Main entrypoint for the PoliAnalyzer. Three main steps are supported and demonstrated in this notebook:

1. Use NLP pipeline to create structural representation of privacy practices in privacy policies, and construct a knowledge graph
  
2. Construct actionable formal policies based on the information, such as *app policy* for [perennial semantic Data Terms of Use](https://dl.acm.org/doi/10.1145/3589334.3645631)
  
3. Perform reasoning to check compliance of the constructed *app policy* against a user profile indicating user's preferences

## 0. Set up

Basic models and set-up steps

In [None]:
%reload_ext autoreload
%autoreload 2

# import logging
# logging.basicConfig(level=logging.INFO)

from copy import deepcopy
import os
from pathlib import Path
from pprint import pprint
from tqdm.auto import tqdm
import pp_analyze
from pp_analyze import analyze_pp, bulk_analyze_pp
from pp_analyze import kg, dtou, utils
from pp_analyze import statistics as stats
from pp_analyze import hierarchy_helper as hh
from pp_analyze import user_preference_analyze as upa
from pp_analyze import website_compliance_evaluation as wce
from pp_analyze.data_model import DataEntity, PurposeEntity

from dotenv import load_dotenv
load_dotenv()

# If you want to run Step 3, set this variable.
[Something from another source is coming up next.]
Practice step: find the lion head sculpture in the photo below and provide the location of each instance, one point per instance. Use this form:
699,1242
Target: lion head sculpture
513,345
This is the directory where the user personas are stored.
# Each user persona is a directory containing all relevant RDF files encodining information about *data policy* in psDToU.
user_persona_collection_dir = ''

## Test

Run this cell to verify that you have a working set-up for Step 1 and Step 2.

In [None]:
# s = '''
# These companies may collect information about how you use our services over time, and combine it with similar information from other services and companies.
# This information may be used to analyze and track data, determine the popularity of certain content, and under your online activity, among other things.
# We are constantly collecting and updating information about the things you like or dislike, so we can provide you with more relevant data, more relevant ads, and a better user experience.
# '''

# Be sured this has recognized data entities -- #79 in evaluation
s = '''
Location information \u2013 we collect information about your general location (such as city and country). For example, we may use the IP address to identify your general location. This information does not tell us where your device is precisely located. This information is sent as a normal part of internet traffic. In addition, we also collect implicit location information, which allows us to infer that you are either interested in a place or that you might be at the place \u2013 this information does not actually tell us where your device is precisely located.
'''

# result = analyze_pp(s, override_cache={QueryCategory.DATA_CLASSIFICATION,QueryCategory.DATA_ENTITY,QueryCategory.DATA_PRACTICE})
result = await analyze_pp(s, batch=True)
result

## 1. Analyze PP practices, and construct KG

### Analyze (query) PP practices

In [None]:
website_list = utils.get_website_list(varient='tranco', max_num=300)

# website_list = ['msn.com']


ret = await bulk_analyze_pp(website_list, override_cache=False, batch=True, max_num=100, non_breaking=True, discard_return=False)

practices_ori, failed_tasks, errors = ret

practices = deepcopy(practices_ori)

practices_ori, failed_tasks, errors


### Post-process of identified practices

Currently only one type of action is used: lifting category hierarchy.
This is useful if you do not want to use low-level concepts in the category tree, and only use concepts in upper-levels.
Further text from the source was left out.